Colombia's misty mountain world's most irreplacable nature reserve

This article is more than 10 years old
Sierra Nevada de Santa Marta named the most important concentration of threatened wildlife on Earth in top 10 habitat list

A misty mountain in Colombia, once beleaguered by the cocaine trade, is the world's most irreplaceable nature reserve, according to a landmark analysis of every protected area on the planet.

The spectacular creatures that shelter in the cloud forest of the Sierra Nevada de Santa Marta national park, including the critically endangered harlequin frog and the vivid Santa Marta parakeet, are the most important concentration of threatened mammals, birds and amphibians on Earth. Their habitat has been savaged by drug crops and then by the herbicide the government sprayed from the air to kill them, but it now faces a new threat.

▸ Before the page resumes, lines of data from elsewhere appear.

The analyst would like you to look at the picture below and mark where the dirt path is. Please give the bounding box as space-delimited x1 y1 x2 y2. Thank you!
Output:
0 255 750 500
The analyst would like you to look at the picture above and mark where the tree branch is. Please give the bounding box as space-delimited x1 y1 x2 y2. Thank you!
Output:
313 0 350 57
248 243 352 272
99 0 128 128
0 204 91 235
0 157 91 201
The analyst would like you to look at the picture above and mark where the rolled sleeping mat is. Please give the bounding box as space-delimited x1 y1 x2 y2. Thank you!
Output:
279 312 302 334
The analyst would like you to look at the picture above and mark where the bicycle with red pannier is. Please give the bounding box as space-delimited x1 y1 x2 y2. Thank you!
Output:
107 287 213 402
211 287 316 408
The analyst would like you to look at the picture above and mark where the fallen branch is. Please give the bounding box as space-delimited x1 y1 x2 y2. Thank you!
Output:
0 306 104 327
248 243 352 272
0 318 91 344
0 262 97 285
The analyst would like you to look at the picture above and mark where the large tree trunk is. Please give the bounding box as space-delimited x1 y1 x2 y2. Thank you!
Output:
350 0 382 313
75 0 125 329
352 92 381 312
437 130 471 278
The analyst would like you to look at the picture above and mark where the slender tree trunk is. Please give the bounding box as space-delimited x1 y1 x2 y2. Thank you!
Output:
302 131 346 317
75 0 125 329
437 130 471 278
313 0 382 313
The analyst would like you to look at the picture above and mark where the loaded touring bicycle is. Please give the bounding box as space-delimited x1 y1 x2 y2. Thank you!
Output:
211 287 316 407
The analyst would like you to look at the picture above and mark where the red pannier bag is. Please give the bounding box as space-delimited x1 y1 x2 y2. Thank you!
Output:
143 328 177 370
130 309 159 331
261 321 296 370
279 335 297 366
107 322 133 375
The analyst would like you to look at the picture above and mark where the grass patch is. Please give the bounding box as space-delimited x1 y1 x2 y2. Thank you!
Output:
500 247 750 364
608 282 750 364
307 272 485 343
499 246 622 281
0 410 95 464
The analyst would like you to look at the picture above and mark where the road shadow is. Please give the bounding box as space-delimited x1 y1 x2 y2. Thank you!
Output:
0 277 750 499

"This beautiful mountain, which is not far from cities and towns, is being colonised by rich people building second homes," said Dr Ana Rodrigues, a researcher at the CEFE-CNRS institute in France, who led the new study. The team's analysis of the world's 173,000 nature reserves identified 138 that were "exceptionally irreplaceable."

The top 10 sites, based on the threatened species they harbour, range across some of the world's most beautiful landscapes and include some of the rarest and most exotic creatures.

The second most irreplaceable nature reserve is a thin range of coastal hills in India called the Western Ghats, where Asian elephants, lion-tailed macaques, rare mountain goats and many more species struggle for space alongside a huge human population.

"It is one of the world's biodiversity hotspots that also has the highest population density," said Dr TR Shankar Raman, a leader of India's Nature Conservation Foundation in the Western Ghats. The rainforest is already fragmented by older tea, coffee and rubber plantations and now is being cut by new roads and mines. "India is in a growth stage," said Raman. "There are many species that are really irreplaceable that will be lost."

The UK is responsible for two of the most irreplaceable sites, the remote south Atlantic Henderson and Gough islands, whose remarkable birds place them in the top 75.

The irreplaceable sites were identified by Rodrigues and her colleagues after an exhaustive analysis of the species present, how endangered they were and whether they lived anywhere else. The aim of the work, published on Thursday in the journal Science, is to help focus conservation resources on the most valuable existing nature reserves and ensure they are properly protected.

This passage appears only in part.